Universal cross-over behavior of a magnetic impurity and consequences for doping in spin-1/2 chains

TL;DR

This paper investigates the universal crossover behavior of magnetic impurities in spin-1/2 chains, revealing how impurity susceptibility exhibits universal scaling and predicting observable two-channel Kondo effects in doped chains.

Contribution

It introduces a modified transfer-matrix DMRG method to analyze impurity effects and calculates universal crossover functions for susceptibility in spin chains.

Findings

Universal data-collapse of impurity susceptibility over temperature

Local susceptibilities show boundary effects and competition

Quantitative predictions for experimental observation of two-channel Kondo physics

Abstract

We consider a magnetic impurity in the antiferromagnetic spin-1/2 chain which is equivalent to the two-channel Kondo problem in terms of the field theoretical description.
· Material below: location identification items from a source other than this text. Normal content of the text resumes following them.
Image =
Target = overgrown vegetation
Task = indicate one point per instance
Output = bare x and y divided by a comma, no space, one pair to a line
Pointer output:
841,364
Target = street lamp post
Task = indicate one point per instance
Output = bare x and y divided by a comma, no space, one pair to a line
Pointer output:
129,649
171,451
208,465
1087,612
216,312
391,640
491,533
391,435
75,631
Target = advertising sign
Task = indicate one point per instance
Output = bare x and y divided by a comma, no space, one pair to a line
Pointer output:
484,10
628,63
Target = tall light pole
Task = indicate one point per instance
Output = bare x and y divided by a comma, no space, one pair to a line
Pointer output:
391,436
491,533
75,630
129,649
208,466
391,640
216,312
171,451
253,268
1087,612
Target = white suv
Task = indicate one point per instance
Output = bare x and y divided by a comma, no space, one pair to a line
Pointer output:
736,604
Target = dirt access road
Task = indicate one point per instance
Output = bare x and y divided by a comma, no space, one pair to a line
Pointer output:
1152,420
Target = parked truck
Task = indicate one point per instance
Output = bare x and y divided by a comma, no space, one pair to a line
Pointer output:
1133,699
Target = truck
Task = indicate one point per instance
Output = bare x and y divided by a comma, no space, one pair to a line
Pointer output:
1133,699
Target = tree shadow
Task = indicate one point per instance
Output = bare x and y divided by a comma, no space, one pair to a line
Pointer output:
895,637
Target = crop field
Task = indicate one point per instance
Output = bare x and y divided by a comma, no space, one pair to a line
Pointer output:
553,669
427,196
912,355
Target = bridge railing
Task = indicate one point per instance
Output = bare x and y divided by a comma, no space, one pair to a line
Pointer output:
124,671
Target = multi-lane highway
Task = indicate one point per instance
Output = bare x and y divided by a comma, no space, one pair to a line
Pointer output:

Using a modification of the transfer-matrix density matrix renormalization group (DMRG) we are able to determine local and global properties in the thermodynamic limit. The cross-over function for the impurity susceptibility is calculated over a large temperature range, which exhibits universal data-collapse. We are also able to determine the local susceptibilities near the impurity, which show an interesting competition of boundary effects. This results in quantitative predictions for experiments on doped spin-1/2 chains, which could observe two-channel Kondo physics directly.